Praise for Declan Burke: “Burke shows again that he’s not just a comic genius, but also a fine dramatic writer and storyteller.” – Booklist. “Proust meets Chandler over a pint of Guinness.” – Spectator. “Among the most memorable books of the year, of any genre.” – Sunday Times. “A hardboiled delight.” – Guardian. “Imagine Donald Westlake and Richard Stark collaborating on a screwball noir.” – Kirkus Reviews. “A cross between Raymond Chandler and Flann O’Brien.” – John Banville.

Tuesday, June 14, 2011

Through Falling Glass, Darkly

It’s a personal thing, but reading an Adrian McKinty novel depresses the hell out of me these days. The latest offering, which I’m getting to a little late, is FALLING GLASS, which I read on holidays a couple of weeks ago. It’s a story about Killian, an enforcer and debt collector who takes on a well-paying job to find Rachel, the former wife of a wealthy Northern Ireland businessman, who has absconded with his two children. Naturally, things do not go swimmingly for Killian, in part because the woman has very good reasons for going on the run, but also because another man, a Russian veteran of the Chechen conflict, is also tracking her down. What gives the novel its heft, and sets it apart from a conventional chase-and-shoot narrative, is the fact that Killian is of Pavee origin, Pavees being an indigenous Irish minority also known as tinkers, itinerants and Travellers. They are not, Killian tells us, gypsies; the Pavee are a branch of the European Roma, and a people whose roots are buried deep in Irish history, despite their nomadic way of life.
  McKinty is a very fine writer, as many have pointed out before (he is currently on the longlist for the Theakston’s Old Peculier Crime Novel of the Year for his previous offering, FIFTY GRAND), and he invests his hardboiled prose with a muscular poetry that lends itself to deliciously black humour (Chapter Six opens with the memorable line, “The place stank of dead Mexicans and no one was even dead yet.” (pg 91)). All of which would have made for an excellent crime novel, and the Pavee’s nomadic lifestyle provides a neat backdrop for Killian’s peripatetic wanderings; but as always with McKinty, there’s more: his novels are as much novels of ideas as they are page-turning thrillers, and here he provides a rare insight into the world of the Pavee, its traditions, mythologies and language.

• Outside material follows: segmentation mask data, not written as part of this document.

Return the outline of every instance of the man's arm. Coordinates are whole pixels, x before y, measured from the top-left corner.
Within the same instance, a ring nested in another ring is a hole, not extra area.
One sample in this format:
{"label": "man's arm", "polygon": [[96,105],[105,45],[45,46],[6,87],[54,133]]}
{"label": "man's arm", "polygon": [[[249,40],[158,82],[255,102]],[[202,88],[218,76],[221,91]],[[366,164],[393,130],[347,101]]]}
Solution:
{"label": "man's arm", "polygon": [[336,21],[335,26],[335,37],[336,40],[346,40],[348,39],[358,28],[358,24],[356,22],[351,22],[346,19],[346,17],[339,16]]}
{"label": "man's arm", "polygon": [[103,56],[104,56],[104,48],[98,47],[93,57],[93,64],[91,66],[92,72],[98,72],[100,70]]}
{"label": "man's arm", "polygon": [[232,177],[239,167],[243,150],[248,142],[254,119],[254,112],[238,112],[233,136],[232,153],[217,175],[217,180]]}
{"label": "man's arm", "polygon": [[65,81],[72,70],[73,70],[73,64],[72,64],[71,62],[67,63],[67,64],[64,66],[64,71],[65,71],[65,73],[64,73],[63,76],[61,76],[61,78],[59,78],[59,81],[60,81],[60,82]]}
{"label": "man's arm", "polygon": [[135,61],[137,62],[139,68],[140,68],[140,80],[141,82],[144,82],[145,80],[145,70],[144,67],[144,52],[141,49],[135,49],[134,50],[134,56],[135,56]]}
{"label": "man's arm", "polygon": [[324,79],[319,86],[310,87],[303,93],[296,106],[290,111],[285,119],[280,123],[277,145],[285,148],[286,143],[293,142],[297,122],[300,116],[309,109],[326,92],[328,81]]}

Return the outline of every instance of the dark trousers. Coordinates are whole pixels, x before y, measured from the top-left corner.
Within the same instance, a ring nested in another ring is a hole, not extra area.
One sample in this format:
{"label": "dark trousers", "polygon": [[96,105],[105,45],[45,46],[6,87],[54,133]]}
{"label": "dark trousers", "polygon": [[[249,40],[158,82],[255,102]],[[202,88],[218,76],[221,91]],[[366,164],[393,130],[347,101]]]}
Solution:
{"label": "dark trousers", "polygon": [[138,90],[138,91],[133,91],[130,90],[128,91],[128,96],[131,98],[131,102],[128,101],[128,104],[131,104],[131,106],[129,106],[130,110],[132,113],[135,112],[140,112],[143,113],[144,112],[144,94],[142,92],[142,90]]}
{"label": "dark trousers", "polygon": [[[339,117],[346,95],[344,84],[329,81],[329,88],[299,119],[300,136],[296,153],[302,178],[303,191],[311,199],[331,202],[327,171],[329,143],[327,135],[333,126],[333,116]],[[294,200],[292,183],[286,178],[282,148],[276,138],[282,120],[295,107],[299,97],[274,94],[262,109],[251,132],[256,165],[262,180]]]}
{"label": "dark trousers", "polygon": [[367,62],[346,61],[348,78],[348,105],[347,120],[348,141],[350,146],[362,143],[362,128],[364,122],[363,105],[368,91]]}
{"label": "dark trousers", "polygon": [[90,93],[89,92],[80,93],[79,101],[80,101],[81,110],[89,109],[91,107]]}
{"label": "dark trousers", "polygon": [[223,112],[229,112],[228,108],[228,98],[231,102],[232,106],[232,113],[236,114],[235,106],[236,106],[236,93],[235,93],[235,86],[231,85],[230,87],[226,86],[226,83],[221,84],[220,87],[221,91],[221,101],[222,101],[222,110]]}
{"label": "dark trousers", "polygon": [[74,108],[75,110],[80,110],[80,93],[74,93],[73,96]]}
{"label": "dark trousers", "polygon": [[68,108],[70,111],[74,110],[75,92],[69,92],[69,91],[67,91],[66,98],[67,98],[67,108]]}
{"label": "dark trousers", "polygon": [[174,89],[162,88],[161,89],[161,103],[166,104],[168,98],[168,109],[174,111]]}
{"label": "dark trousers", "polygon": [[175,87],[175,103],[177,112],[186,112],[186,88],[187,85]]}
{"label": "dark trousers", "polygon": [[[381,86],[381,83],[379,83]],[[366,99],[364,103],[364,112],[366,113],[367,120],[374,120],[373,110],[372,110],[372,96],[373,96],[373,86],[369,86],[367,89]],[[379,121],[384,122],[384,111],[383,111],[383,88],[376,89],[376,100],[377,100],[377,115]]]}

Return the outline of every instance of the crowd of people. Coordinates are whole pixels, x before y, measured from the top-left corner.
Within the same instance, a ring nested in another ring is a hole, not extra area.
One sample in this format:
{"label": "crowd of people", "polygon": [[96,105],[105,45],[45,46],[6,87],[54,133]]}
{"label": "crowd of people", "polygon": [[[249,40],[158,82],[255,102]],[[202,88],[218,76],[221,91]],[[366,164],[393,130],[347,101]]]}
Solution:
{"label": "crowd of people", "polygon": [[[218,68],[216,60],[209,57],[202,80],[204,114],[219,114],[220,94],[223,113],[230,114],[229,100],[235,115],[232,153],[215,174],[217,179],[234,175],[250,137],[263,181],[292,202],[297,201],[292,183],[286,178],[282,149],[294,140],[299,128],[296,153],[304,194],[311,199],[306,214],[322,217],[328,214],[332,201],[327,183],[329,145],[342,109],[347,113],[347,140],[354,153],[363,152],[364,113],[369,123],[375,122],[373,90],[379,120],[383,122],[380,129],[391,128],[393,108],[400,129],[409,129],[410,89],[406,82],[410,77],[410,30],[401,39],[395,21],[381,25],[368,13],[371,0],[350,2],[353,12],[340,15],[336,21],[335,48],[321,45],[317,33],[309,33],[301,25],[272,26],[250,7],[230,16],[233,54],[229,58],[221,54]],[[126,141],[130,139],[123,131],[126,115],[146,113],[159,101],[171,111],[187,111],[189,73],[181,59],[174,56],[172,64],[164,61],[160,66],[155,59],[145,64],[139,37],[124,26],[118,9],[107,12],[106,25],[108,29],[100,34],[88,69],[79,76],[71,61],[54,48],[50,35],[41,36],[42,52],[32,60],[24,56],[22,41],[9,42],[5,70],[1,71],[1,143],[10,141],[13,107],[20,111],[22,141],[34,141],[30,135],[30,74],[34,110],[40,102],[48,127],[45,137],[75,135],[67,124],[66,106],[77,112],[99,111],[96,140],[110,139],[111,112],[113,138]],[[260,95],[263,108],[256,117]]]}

Moreover, Killian is a man striving to settle down, to leave behind both the wanderings of the Pavee and the world of crime. To this end he is currently studying at an Ulster university, studying architecture to be precise, a perverse choice for a man who was reared on the promise of the open road:
This is why we shrink from people. We Pavee. Why we don’t want their talk. Their hypocrisy and lies. We don’t want them breathing near us. Humans were never meant to be this close to one another. We weren’t meant to be in buildings. Architecture is based on a gigantic lie. Cities. We huddle for security, closer and closer until, like now, we are on top of one another. Stuck in these glass and steel and brick structures with all these other confused, unhappy people. (pg 206)
  Neatly juxtaposing Killian’s pursuit of Rachel with his internal journey towards some kind of rapprochement between his conflicting instincts, building tension all the while, FALLING GLASS is easily one of the finest novels of the year to date. That in itself is depressing, because as a writer, reading a great novel always serves to remind you of how far you have to travel yourself; but what’s truly depressing is that McKinty, despite being something of a byword for quality and class among a select group of aficionados, is nowhere as well known as most of his peers on the Theakston’s list, for example. I’ve long maintained that the fact that McKinty isn’t as recognisable a name, nor as bestselling, as the likes of Lee Child, Val McDermid or Mark Billingham, say, is proof positive that the current model of publishing is a joke, and not a particularly funny one.
  All of which aside, and taking it on its own merits, FALLING GLASS is a superb crime novel with a fascinating backdrop, the kind of page-turner that makes you want to stay your hand even as it reaches to turn the page. It should be Adrian McKinty’s break-out novel; but then, all of his novels should have been break-out novels. It’s a variation on the theme of no good deed goes unpunished, certainly, but exactly what is it about a body of work of consistent excellence that deserves the cold shoulder from the reading world at large?